On Fri, May 17, 2019 at 8:08 PM Alex Elder <elder@xxxxxxxxxx> wrote:
>
> On 5/15/19 2:34 AM, Arnd Bergmann wrote:
> >> +static void gsi_trans_tre_fill(struct gsi_tre *dest_tre, dma_addr_t addr,
> >> +                              u32 len, bool last_tre, bool bei,
> >> +                              enum ipa_cmd_opcode opcode)
> >> +{
> >> +       struct gsi_tre tre;
> >> +
> >> +       tre.addr = cpu_to_le64(addr);
> >> +       tre.len_opcode = gsi_tre_len_opcode(opcode, len);
> >> +       tre.reserved = 0;
> >> +       tre.flags = gsi_tre_flags(last_tre, bei, opcode);
> >> +
> >> +       *dest_tre = tre;        /* Write TRE as a single (16-byte) unit */
> >> +}
> > Have you checked that the atomic write is actually what happens here,
> > but looking at the compiler output?
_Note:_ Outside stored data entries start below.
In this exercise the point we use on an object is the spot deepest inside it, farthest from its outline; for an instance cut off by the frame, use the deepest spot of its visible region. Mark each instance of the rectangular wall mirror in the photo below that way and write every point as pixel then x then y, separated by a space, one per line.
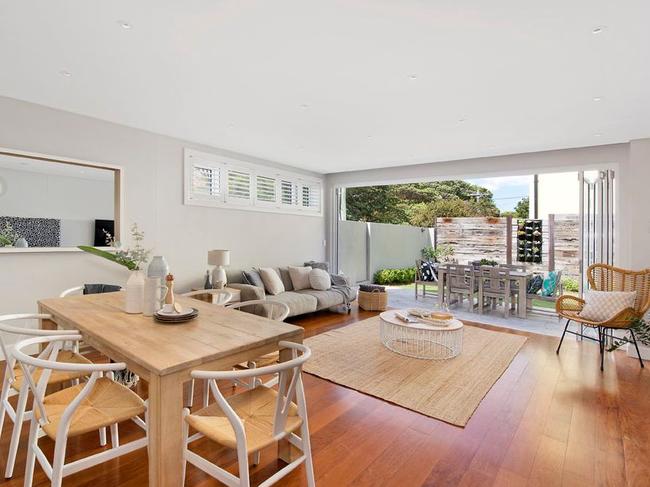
pixel 51 203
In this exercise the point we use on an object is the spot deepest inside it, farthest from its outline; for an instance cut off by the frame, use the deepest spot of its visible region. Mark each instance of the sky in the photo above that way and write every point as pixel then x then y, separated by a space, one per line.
pixel 507 190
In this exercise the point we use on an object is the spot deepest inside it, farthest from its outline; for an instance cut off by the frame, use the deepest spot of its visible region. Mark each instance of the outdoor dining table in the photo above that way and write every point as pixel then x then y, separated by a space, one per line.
pixel 519 277
pixel 164 355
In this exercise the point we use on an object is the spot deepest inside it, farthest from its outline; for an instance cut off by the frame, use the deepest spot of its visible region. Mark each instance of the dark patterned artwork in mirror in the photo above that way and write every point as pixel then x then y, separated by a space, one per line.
pixel 36 232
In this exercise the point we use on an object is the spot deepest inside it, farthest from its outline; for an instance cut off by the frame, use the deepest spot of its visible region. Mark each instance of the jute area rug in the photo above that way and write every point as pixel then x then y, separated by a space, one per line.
pixel 449 390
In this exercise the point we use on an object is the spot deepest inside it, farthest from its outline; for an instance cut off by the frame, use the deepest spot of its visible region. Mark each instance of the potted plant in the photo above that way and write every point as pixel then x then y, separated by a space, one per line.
pixel 133 258
pixel 641 329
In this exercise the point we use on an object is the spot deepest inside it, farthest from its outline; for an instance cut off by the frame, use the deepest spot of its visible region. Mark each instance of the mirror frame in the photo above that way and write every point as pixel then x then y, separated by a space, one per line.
pixel 118 195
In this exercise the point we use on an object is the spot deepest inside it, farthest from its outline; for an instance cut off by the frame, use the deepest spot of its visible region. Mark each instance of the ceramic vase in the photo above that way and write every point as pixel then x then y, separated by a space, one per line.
pixel 134 299
pixel 158 267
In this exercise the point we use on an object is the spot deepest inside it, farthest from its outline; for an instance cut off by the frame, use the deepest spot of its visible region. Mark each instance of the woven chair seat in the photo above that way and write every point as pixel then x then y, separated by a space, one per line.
pixel 263 361
pixel 56 376
pixel 256 408
pixel 107 403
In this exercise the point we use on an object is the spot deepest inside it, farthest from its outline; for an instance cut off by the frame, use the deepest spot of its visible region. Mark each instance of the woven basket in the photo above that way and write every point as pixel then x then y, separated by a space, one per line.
pixel 373 301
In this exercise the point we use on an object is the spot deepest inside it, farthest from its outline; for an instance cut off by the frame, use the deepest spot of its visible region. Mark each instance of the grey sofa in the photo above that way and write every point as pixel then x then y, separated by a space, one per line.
pixel 304 300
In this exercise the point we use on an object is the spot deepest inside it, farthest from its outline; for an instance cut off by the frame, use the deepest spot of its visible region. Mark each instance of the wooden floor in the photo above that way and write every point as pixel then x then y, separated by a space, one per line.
pixel 550 420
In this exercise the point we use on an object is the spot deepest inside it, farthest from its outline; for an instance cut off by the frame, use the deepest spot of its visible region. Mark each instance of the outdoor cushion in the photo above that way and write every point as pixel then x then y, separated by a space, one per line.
pixel 604 305
pixel 272 282
pixel 427 271
pixel 319 279
pixel 535 284
pixel 325 299
pixel 550 284
pixel 298 303
pixel 299 277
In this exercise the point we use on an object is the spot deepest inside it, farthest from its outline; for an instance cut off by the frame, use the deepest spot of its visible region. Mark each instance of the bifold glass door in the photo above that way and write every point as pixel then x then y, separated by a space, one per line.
pixel 596 219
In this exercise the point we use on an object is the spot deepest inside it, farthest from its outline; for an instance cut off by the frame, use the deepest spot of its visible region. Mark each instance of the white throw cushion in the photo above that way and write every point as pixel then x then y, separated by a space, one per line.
pixel 319 279
pixel 604 305
pixel 299 277
pixel 271 279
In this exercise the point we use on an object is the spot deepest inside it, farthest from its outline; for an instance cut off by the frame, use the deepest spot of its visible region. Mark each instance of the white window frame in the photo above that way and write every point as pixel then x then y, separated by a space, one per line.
pixel 224 200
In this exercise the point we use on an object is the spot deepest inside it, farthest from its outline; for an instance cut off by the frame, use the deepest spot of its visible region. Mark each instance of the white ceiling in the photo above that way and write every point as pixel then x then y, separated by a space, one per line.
pixel 326 85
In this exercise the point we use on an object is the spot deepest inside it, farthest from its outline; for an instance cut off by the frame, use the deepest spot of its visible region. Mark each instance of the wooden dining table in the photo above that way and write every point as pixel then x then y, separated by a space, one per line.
pixel 164 355
pixel 519 277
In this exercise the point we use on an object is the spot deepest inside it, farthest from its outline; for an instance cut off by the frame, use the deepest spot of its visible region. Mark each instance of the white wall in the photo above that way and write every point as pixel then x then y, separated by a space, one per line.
pixel 365 248
pixel 631 160
pixel 633 197
pixel 559 194
pixel 153 177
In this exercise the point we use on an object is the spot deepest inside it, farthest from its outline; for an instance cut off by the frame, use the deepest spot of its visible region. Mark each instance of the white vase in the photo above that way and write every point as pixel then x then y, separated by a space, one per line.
pixel 134 299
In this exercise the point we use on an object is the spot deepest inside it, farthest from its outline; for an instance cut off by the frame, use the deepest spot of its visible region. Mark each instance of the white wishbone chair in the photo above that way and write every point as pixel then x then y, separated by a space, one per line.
pixel 221 297
pixel 14 379
pixel 274 310
pixel 95 404
pixel 254 419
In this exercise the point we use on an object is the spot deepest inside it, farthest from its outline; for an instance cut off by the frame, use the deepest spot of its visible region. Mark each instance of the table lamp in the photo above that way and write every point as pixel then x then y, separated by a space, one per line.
pixel 219 259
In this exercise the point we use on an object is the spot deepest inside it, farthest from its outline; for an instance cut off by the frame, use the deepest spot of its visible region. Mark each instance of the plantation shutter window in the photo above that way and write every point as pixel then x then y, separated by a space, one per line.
pixel 265 190
pixel 239 186
pixel 288 192
pixel 206 182
pixel 311 196
pixel 224 182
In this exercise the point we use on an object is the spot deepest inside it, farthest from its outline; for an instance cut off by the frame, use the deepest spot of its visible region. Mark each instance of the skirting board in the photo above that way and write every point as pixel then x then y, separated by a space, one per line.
pixel 644 350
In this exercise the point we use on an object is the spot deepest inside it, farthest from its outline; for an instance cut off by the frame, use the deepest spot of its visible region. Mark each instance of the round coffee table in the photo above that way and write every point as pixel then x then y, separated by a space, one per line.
pixel 421 340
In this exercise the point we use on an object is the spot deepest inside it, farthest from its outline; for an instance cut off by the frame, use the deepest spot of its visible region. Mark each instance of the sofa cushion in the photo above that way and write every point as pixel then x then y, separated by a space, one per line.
pixel 324 299
pixel 298 303
pixel 272 282
pixel 248 291
pixel 286 278
pixel 253 278
pixel 319 279
pixel 300 277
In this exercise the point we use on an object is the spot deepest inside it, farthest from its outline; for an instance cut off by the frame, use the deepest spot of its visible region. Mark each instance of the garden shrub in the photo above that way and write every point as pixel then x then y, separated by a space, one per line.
pixel 395 276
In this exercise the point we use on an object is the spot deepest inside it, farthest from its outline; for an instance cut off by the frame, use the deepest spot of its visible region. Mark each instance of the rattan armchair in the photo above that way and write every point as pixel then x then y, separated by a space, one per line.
pixel 604 277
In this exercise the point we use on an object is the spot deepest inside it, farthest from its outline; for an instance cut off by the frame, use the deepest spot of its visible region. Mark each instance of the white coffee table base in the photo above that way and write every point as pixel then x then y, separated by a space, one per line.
pixel 421 340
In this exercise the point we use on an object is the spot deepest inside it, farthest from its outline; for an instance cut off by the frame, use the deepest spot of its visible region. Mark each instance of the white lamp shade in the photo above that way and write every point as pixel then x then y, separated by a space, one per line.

You might need to add a 'volatile'
> > qualifier to the dest_tre argument so the temporary structure doesn't
> > get optimized away here.
>
> Currently, the assignment *does* become a "stp" instruction.
> But I don't know that we can *force* the compiler to write it
> as a pair of registers, so I'll soften the comment with
> "Attempt to write" or something similar.
>
> To my knowledge, adding a volatile qualifier only prevents the
> compiler from performing funny optimizations, but that has no
> effect on whether the 128-bit assignment is made as a single
> unit.  Do you know otherwise?

I don't think it you can force the 128-bit assignment to be
atomic, but marking 'dest_tre' should serve to prevent a
specific optimization that replaces the function with

    dest_tre->addr = ...
    dest_tre->len_opcode = ...
    dest_tre->reserved = ...
    dest_tre->flags = ...

which it might find more efficient than the stp and is equivalent
when the pointer is not marked volatile. We also have the WRITE_ONCE()
macro that can help prevent this, but it does not work reliably beyond
64 bit assignments.

      Arnd